Obama's meeting with Japanese PM leaves base issues unresolved


Likewise, the two leaders did not announce that Japan would be joining the nine-nation talks to create a Pacific rim trade pact. Noda has championed Japan's participation in the Trans-Pacific Partnership, but he faces strong opposition from rice farmers and his own Democratic Party of Japan.

"We stand with Japan in the Asia-Pacific and beyond," Obama said, "because even as it has focused on the hard work at home [after last year's tsunami], Japan has never stopped leading in the world.

"It's a great tribute to the Japanese people and to leaders like Prime Minister Noda."

Noda for his part said he'd "always held the conviction that our bilateral alliance is the linchpin of Japan's diplomacy."

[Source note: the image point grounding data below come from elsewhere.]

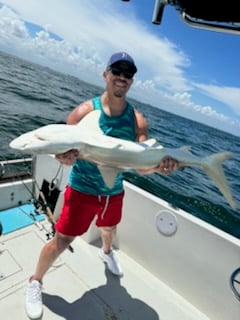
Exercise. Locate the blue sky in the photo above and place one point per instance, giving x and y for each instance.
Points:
(184, 70)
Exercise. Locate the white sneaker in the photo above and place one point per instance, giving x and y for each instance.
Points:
(33, 302)
(111, 261)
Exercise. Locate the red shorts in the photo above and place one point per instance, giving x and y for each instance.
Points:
(79, 210)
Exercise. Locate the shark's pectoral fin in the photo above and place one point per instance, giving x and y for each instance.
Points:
(109, 175)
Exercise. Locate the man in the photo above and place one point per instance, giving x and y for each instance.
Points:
(86, 191)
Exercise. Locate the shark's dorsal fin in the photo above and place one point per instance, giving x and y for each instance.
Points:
(91, 122)
(149, 143)
(109, 175)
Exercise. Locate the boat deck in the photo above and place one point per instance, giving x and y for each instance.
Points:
(78, 286)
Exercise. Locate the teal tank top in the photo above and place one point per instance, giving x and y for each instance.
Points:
(85, 176)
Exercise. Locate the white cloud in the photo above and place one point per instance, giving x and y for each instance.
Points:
(90, 31)
(227, 95)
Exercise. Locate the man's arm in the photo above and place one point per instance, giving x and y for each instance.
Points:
(167, 165)
(69, 157)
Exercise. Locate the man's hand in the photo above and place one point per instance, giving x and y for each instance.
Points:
(166, 166)
(68, 158)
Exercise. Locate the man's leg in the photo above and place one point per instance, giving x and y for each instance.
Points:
(49, 254)
(106, 253)
(107, 235)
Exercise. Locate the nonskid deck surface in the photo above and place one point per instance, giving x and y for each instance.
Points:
(78, 286)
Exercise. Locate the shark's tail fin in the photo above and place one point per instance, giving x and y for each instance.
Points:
(213, 167)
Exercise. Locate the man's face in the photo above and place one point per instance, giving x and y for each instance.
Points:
(119, 78)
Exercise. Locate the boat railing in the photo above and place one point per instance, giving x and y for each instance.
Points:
(15, 169)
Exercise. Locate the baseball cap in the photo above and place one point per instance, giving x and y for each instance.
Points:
(122, 57)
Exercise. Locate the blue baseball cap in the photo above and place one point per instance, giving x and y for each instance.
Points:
(122, 57)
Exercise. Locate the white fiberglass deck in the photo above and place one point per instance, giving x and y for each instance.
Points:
(79, 287)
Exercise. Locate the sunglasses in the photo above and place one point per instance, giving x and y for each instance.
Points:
(118, 72)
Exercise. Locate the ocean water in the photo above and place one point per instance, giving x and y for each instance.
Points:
(32, 96)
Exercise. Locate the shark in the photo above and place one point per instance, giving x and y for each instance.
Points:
(113, 155)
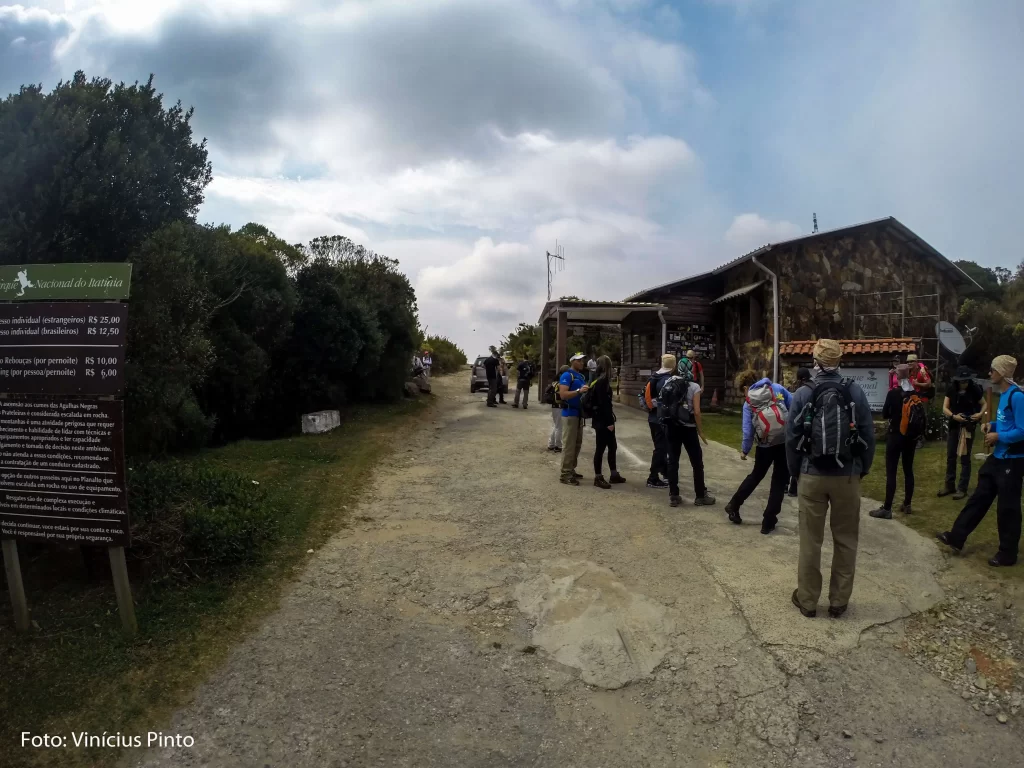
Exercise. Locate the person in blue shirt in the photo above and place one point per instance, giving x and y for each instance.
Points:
(768, 404)
(1001, 475)
(571, 385)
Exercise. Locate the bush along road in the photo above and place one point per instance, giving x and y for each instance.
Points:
(478, 612)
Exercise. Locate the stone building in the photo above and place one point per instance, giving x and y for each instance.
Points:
(876, 281)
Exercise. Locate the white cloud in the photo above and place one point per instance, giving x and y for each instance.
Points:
(750, 230)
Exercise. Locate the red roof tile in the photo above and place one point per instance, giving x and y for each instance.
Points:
(853, 346)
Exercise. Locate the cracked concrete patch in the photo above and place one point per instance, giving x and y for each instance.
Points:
(587, 619)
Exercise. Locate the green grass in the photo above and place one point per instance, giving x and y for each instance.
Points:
(77, 673)
(931, 514)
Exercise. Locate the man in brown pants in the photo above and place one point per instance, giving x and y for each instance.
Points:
(830, 444)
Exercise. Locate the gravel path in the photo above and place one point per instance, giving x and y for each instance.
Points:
(480, 613)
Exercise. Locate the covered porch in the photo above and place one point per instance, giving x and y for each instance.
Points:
(558, 316)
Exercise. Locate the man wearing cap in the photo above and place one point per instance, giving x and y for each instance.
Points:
(964, 407)
(1001, 476)
(571, 385)
(659, 458)
(823, 488)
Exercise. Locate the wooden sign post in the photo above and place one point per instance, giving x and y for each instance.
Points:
(61, 427)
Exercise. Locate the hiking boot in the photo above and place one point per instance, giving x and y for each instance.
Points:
(807, 613)
(733, 514)
(946, 538)
(1001, 561)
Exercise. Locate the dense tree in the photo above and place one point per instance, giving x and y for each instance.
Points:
(90, 170)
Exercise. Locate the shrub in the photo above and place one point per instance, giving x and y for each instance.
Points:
(196, 515)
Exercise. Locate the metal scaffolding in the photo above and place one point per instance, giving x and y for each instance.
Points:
(913, 310)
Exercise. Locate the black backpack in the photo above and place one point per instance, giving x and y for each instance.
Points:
(829, 435)
(674, 407)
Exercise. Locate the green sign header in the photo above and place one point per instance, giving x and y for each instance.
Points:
(41, 282)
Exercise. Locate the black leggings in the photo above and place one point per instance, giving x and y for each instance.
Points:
(899, 449)
(605, 438)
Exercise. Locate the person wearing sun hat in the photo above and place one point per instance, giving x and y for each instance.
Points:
(1001, 476)
(571, 385)
(659, 457)
(828, 488)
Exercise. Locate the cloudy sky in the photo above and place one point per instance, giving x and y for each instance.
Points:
(651, 138)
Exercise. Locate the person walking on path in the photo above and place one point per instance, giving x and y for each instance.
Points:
(603, 421)
(697, 369)
(659, 457)
(803, 380)
(765, 413)
(965, 407)
(904, 411)
(830, 443)
(679, 411)
(492, 369)
(555, 437)
(524, 380)
(571, 386)
(1001, 476)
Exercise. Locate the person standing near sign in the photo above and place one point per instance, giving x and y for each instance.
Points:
(1001, 476)
(965, 407)
(697, 369)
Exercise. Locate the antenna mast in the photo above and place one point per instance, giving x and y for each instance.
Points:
(558, 257)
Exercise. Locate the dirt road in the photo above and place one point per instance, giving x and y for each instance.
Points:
(480, 613)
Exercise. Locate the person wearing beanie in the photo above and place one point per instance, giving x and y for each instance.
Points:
(1001, 476)
(803, 380)
(686, 435)
(828, 486)
(659, 457)
(765, 413)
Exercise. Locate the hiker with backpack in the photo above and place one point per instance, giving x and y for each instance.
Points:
(648, 401)
(803, 380)
(596, 404)
(830, 443)
(551, 397)
(964, 407)
(1001, 476)
(904, 411)
(571, 387)
(679, 414)
(765, 414)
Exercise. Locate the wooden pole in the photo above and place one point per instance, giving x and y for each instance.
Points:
(15, 585)
(122, 588)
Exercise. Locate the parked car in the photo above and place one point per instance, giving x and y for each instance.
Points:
(478, 376)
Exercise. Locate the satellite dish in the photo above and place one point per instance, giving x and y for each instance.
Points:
(950, 338)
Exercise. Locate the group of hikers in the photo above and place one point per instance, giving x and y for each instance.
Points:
(817, 442)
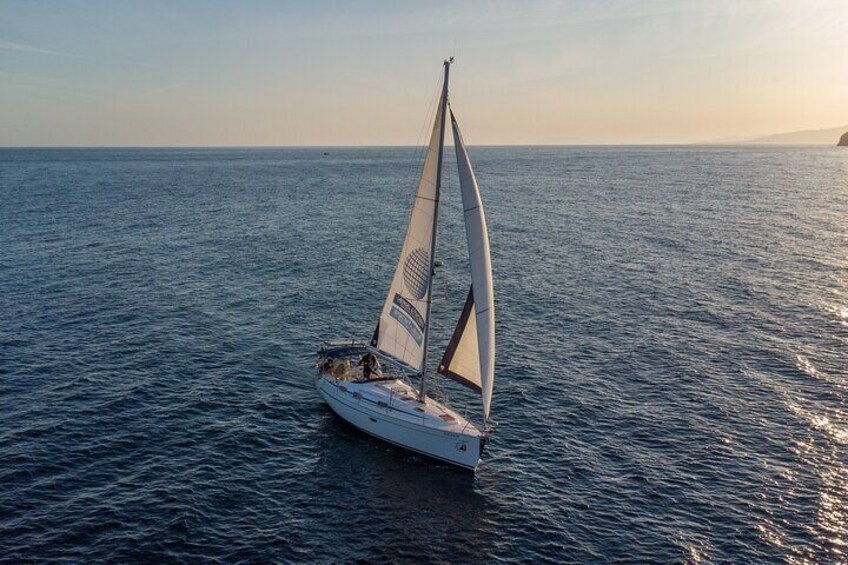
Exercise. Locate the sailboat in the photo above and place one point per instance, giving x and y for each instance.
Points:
(370, 385)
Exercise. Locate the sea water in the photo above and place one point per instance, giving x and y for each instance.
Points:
(672, 358)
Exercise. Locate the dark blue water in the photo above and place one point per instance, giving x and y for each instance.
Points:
(671, 377)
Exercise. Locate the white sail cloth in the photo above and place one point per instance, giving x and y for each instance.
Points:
(401, 332)
(470, 356)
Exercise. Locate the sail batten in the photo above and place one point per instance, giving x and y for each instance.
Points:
(470, 356)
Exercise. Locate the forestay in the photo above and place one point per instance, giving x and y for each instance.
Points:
(403, 326)
(470, 356)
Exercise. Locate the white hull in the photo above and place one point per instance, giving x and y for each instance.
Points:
(389, 411)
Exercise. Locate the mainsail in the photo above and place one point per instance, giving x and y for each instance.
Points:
(403, 328)
(470, 356)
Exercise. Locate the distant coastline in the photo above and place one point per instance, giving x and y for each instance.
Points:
(828, 136)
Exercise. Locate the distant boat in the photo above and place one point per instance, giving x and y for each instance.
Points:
(380, 398)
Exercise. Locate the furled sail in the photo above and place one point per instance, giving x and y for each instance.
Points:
(477, 322)
(402, 330)
(461, 360)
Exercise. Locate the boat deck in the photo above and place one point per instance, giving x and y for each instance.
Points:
(398, 400)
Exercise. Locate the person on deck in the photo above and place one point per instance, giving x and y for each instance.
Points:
(370, 365)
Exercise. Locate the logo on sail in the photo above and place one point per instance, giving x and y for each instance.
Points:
(416, 272)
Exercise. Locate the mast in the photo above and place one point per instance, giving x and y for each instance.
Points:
(422, 392)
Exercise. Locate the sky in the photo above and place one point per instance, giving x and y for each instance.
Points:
(268, 73)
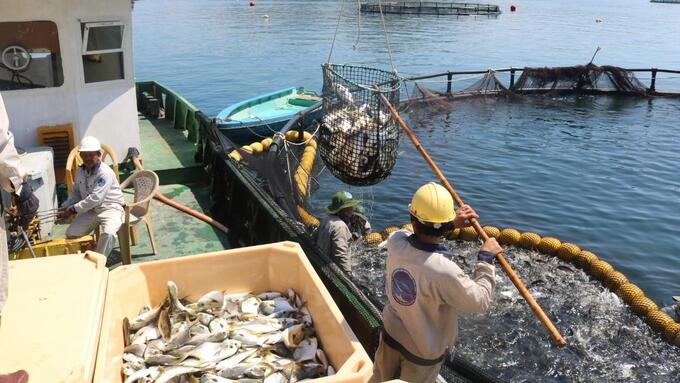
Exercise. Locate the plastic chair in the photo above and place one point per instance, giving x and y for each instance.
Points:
(74, 161)
(146, 184)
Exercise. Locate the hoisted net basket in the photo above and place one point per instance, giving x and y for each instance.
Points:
(358, 137)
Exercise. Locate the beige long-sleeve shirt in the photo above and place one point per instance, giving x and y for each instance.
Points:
(333, 237)
(11, 177)
(426, 292)
(97, 190)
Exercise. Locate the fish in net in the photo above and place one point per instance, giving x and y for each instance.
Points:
(358, 138)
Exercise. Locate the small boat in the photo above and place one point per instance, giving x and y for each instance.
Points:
(264, 115)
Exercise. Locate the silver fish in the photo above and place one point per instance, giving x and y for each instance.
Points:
(205, 318)
(174, 300)
(137, 349)
(218, 325)
(234, 360)
(293, 335)
(145, 318)
(236, 372)
(213, 351)
(168, 373)
(151, 372)
(212, 378)
(179, 337)
(268, 295)
(277, 377)
(208, 337)
(250, 305)
(146, 334)
(306, 350)
(322, 358)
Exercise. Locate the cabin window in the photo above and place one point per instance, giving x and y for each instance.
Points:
(102, 51)
(30, 56)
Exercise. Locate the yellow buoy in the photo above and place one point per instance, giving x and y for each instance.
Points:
(568, 251)
(529, 240)
(642, 306)
(389, 230)
(468, 234)
(671, 331)
(266, 143)
(257, 147)
(453, 234)
(614, 280)
(509, 237)
(628, 292)
(492, 231)
(599, 269)
(659, 320)
(676, 339)
(584, 258)
(235, 155)
(306, 218)
(373, 238)
(549, 245)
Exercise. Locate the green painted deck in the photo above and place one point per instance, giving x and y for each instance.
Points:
(167, 152)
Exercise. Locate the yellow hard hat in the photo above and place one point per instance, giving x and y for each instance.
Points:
(432, 204)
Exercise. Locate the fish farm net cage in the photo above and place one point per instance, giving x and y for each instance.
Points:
(287, 172)
(579, 79)
(358, 137)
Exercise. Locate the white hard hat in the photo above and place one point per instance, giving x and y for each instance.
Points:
(89, 144)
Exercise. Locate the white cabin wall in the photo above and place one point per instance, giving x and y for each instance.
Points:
(106, 110)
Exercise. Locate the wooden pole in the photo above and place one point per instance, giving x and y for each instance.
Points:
(538, 312)
(161, 197)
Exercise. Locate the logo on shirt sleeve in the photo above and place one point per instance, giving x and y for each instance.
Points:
(404, 289)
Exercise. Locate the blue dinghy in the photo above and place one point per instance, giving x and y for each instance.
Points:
(249, 120)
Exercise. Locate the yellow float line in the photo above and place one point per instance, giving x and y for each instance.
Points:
(302, 172)
(601, 270)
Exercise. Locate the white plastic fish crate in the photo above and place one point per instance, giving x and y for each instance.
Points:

Obama listed five elements that he said are key to the bilateral vision:

• The U.S.-Japan alliance will remain the "cornerstone of regional peace and security" even as U.S. troops are realigned to be "more broadly distributed, more flexible and more sustainable"

• Promotion of trade and investment, including closer cooperation on nuclear energy.

"There's more we can do, especially as we work to double U.S. exports," Obama said. "We instructed our teams to continue our consultation regarding Japan's interest in joining the Trans-Pacific Partnership, which would benefit both our economies and the region."

• A democratic future for the Asia-Pacific region, including encouraging reforms in North Korea and Burma;

• A global partnership committed to peace and human rights, including Japan's participation in the Afghanistan mission and in sanctions against Iran; and

• Closer ties between Americans and Japanese people, notably through scientific and cultural exchanges.